Not all lawyers work for injured and harassed employees. If the same law firm takes up cases on behalf of employers and employees alike, you may want to check for other options. An employment lawyer should have the experience and expertise to represent your case. You can ask about their top settlements and landmark cases. Although many cases are settled outside of court, never hire an employment lawyer without knowing about their experience of representing clients at trial.
What is your evaluation of my cases? What are the evident merits and demerits?
Most employment lawyers and attorneys in New Jersey offer free case evaluation for clients. This could be your big window to know the worth of your claim. Also, just because you feel something doesn’t mean you have a legal case. For example, if a supervisor made a random sexist remark, it would be impossible to prove the case unless you have recorded evidence. Some cases are not worth pursuing, both in terms of outcome and the settlement. Your lawyer should set realistic goals and expectations for the entire matter.
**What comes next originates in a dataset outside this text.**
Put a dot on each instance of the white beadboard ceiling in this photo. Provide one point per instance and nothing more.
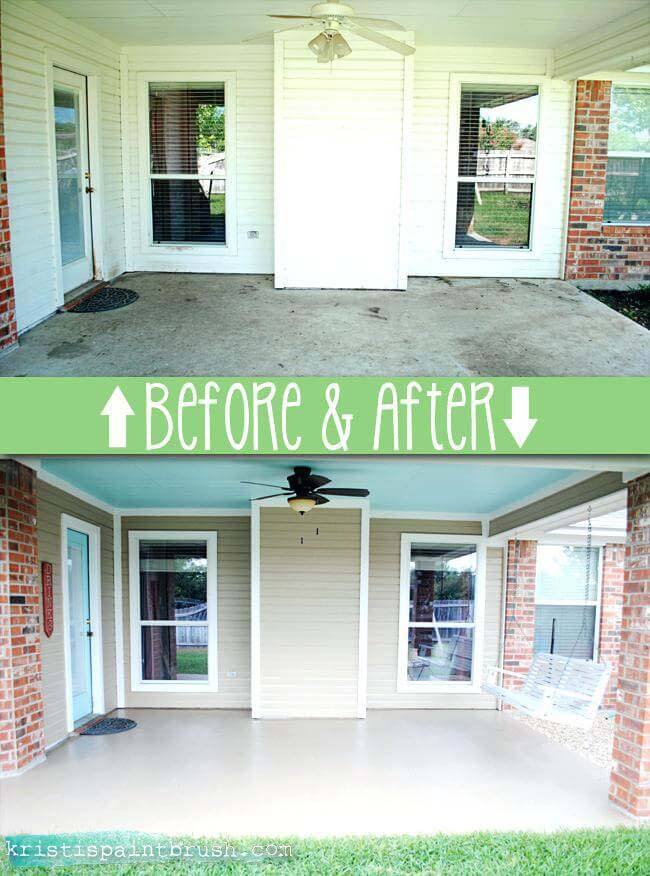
(537, 24)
How much would it cost to hire you?
Employment lawyers often work on a contingency fee, where they offer a no-win-no-fee warranty. The lawyer only asks for the fee if they win a financial settlement. However, there could be other expenses in the case. Ask the attorney about the costs of pursuing your case to prepare financially for all possible contingencies.
Finally, ask the lawyer if they are available. Many attorneys pass the work to associates and juniors, and that can ruin your prospects. You need a lawyer who can actually make time to push for your interests.